Nos últimos anos, poucas substâncias despertaram tanta discussão na saúde feminina quanto a gestrinona. Frequentemente associada ao chamado “chip da beleza” — termo rejeitado por especialistas — a molécula passou a ocupar o centro de debates sobre segurança, indicações médicas e uso indiscriminado de hormônios.
Para o ginecologista André Malavasi, entretanto, parte da controvérsia nasce justamente da confusão entre marketing e medicina.
“Não existe chip da beleza. O que temos é um dispositivo subcutâneo capaz de liberar medicamentos de forma previsível. Hormônios são utilizados para tratar doenças e corrigir deficiências hormonais, não com finalidade estética”, afirmou em entrevista à IstoÉ Saúde.
Uma mesma substância, discussões diferentes
Segundo especialistas, é importante diferenciar o debate sobre a gestrinona do debate sobre as formas de administração hormonal.
Enquanto o uso estético de hormônios vem sendo questionado por entidades médicas, pesquisadores continuam investigando possíveis aplicações terapêuticas da substância em condições específicas, entre elas a endometriose profunda.
O que mostrou o estudo GLADE
Durante a entrevista, Malavasi citou os resultados preliminares do estudo GLADE, apresentado recentemente em congresso internacional de ginecologia endócrina realizado em Roma.
De acordo com o médico, a pesquisa acompanhou mulheres com endometriose profunda que apresentavam dor importante e avaliou o uso de implantes contendo gestrinona.
Os dados iniciais indicaram melhora significativa dos sintomas dolorosos e abriram caminho para novas investigações científicas sobre o tema.

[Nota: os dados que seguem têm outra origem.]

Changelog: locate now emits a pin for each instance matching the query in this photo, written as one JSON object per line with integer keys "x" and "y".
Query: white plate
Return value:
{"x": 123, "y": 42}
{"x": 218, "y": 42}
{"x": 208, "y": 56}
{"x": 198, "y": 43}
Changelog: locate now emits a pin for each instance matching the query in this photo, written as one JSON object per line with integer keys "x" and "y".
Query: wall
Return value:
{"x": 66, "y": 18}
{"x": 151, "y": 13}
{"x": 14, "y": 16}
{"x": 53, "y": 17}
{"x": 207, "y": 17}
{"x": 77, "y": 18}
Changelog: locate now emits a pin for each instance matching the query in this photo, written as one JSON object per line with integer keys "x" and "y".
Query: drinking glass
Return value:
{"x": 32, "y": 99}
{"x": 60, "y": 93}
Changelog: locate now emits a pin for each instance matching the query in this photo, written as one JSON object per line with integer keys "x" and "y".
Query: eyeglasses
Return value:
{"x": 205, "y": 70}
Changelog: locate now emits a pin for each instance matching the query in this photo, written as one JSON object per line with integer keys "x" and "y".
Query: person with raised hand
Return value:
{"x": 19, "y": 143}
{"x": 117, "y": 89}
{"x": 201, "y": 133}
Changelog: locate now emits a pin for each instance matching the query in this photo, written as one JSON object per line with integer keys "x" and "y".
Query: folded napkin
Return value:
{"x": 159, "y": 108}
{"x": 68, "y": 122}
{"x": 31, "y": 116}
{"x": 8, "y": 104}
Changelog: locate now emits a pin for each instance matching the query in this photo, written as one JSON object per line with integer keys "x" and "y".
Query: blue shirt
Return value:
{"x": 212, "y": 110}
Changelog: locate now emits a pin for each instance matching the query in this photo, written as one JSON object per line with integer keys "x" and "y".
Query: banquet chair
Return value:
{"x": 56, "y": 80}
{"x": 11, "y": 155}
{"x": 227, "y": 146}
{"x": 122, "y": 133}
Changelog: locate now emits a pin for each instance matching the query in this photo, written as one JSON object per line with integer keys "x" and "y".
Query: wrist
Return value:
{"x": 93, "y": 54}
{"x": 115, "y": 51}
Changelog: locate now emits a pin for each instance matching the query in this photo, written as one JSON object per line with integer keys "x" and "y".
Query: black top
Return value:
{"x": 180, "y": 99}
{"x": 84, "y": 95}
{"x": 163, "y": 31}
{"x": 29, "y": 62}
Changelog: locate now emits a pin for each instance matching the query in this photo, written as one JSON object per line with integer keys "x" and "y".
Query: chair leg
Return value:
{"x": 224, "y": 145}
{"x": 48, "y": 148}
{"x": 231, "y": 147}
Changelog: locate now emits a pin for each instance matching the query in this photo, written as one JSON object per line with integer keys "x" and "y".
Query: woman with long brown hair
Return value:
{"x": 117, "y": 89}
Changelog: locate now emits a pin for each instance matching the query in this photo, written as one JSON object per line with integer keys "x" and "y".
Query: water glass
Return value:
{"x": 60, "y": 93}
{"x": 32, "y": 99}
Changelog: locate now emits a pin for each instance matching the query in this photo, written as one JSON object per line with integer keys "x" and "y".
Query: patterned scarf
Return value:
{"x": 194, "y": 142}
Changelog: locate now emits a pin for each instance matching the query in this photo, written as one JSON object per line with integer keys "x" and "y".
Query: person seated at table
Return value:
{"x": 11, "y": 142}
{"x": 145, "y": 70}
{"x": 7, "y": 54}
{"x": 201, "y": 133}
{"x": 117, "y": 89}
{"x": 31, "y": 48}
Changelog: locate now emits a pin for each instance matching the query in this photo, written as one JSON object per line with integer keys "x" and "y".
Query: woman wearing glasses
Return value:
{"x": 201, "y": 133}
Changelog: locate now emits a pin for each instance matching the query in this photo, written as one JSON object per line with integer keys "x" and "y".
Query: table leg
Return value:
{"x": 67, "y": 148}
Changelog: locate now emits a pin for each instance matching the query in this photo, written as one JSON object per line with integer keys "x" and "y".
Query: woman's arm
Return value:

“Foi um estudo de segurança para verificar se o implante de gestrinona poderia representar uma alternativa para pacientes que já não encontravam resposta adequada às opções terapêuticas disponíveis”, explicou.
O paradoxo da ciência
O caso da gestrinona ilustra um fenômeno comum na medicina moderna: uma mesma substância pode ser alvo de críticas em determinados contextos e, simultaneamente, continuar sendo investigada como ferramenta terapêutica em doenças específicas.
Para especialistas, isso não representa contradição, mas o funcionamento natural da ciência baseada em evidências, que exige avaliação contínua de riscos, benefícios e indicações.
O próximo capítulo
Os resultados completos do estudo GLADE ainda aguardam publicação em periódico científico internacional de alto impacto e deverão ser submetidos ao escrutínio da comunidade médica global.
Até lá, o debate permanece aberto. Mas os dados preliminares já indicam que a discussão sobre a gestrinona está longe de ser encerrada.